Saturday, February 22, 2014

where do you hang out?


Where do you hang out? Mindvalley asks. In my mind’s plateau?

I like the question though. It is interested. So I curtsy and answer: Right now I am at Garden Orchid, all gratitude to the graces of capitalism – whatever that means. I am in no mood to wrestle with the igzakness of words. All I mean is I am enjoying the luxury of a spacious hall, free wifi access, free power charge, without the clerks and the stewards sending me out or pushing under my nose the bar menu. 

Igzak. I first encountered this word from Amrina, semi literate high school graduate who can’t even pronounce Tumba Lata right. Laa-tah, she likes to say, until I had to give up and say, so be it. Laa-tah then. Her mother, who was Day Care teacher of an alternative children’s school where she was enrolled liked to berate her, calling her, not semi-illiterate, mind you, retardate, she would say. My retardate daughter, in local lingo. Retardate kaw! Retardate kaw tuud! I can’t recall if Child Rights were in vogue by then, that was late 1990s, I believe, and incest rape and such were what was looked on as human rights violation (or women’s rights, at the time). 

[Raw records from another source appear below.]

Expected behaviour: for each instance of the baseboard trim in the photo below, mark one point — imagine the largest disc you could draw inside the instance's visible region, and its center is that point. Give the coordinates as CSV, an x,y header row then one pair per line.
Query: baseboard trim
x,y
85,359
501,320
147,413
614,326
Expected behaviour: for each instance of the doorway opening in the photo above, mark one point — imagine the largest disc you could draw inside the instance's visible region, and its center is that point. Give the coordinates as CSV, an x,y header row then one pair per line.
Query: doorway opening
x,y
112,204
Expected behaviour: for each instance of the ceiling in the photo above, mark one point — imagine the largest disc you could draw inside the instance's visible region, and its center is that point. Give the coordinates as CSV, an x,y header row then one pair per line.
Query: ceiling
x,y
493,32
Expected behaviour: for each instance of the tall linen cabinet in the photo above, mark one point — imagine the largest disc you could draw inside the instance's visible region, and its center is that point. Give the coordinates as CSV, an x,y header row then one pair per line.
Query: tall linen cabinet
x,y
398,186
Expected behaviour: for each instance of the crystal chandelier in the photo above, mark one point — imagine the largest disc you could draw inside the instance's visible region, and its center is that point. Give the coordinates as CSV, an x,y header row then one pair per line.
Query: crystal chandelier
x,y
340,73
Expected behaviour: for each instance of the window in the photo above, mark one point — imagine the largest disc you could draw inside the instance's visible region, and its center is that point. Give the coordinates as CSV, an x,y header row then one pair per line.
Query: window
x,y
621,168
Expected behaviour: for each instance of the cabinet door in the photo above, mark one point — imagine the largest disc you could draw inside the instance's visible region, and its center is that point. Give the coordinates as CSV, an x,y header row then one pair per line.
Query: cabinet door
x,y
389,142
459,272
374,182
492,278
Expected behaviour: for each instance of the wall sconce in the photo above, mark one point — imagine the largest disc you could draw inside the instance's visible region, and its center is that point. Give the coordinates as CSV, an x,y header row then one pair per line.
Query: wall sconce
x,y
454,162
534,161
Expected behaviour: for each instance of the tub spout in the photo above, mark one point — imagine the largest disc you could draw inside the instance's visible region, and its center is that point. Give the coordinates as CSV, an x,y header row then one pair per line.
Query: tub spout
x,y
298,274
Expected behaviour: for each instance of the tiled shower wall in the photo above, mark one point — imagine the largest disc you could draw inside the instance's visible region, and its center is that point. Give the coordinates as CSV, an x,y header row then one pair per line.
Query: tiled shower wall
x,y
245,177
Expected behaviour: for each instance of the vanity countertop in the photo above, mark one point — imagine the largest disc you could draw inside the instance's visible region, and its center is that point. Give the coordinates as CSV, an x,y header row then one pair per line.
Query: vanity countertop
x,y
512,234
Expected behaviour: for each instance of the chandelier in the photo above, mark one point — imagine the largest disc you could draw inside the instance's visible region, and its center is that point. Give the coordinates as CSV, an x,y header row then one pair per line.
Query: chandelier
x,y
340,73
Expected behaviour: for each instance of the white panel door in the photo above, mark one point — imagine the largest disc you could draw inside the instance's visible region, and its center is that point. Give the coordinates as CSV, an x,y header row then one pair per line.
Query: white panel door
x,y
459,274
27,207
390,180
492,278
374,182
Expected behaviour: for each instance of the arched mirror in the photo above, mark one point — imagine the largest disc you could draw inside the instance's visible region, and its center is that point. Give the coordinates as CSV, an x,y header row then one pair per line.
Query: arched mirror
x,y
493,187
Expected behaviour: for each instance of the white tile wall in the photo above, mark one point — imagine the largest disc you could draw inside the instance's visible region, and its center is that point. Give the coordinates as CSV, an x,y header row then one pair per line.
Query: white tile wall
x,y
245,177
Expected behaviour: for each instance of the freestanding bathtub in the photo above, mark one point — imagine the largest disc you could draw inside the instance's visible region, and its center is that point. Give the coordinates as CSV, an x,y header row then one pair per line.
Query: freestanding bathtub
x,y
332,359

Ten o’ clock igsak, she wrote. You do not spell-check a word like that. It’s so authentic. And the Tausugs, or the locals, have this way with words, they have a way of picking words from the air and make it homegrown. That’s how we have meyul for mayor, gubnul for governor, abugaw for abugado. Naghapen for what happened. And now, igzak. But the z replacing s is my own interference. I cannot stand sitting by watching when there is so much word game going on.

What is hanging out in Tausug? Naglali. Yari aku ha lawang sin Garden Orchid naglilingkud ha sopa nila ini, nagfi-facebook. Iyan hi Neldy, Tausug researcher, linguist, local historian, in correct word kunu subay pag-usalun when we are referring to the language, Sinug, bukun Tausug. In Tausug tao, in language Sinug. Like Sinama for the language of the Sama people. Okay. No probz.

I bury camouflage my face behind all this. Because I cannot bury my face in the couch. I don’t want to be seen. Stealing info tech access, no cup of coffee to prop me for company; it feels lonesome. Muslim ladies sashay by. The crème de la crème of the Moro intelligentsia. They don’t know me I don’t know them.

I wonder. If there was a third party watching us, would they observe, “they look at each other archly.”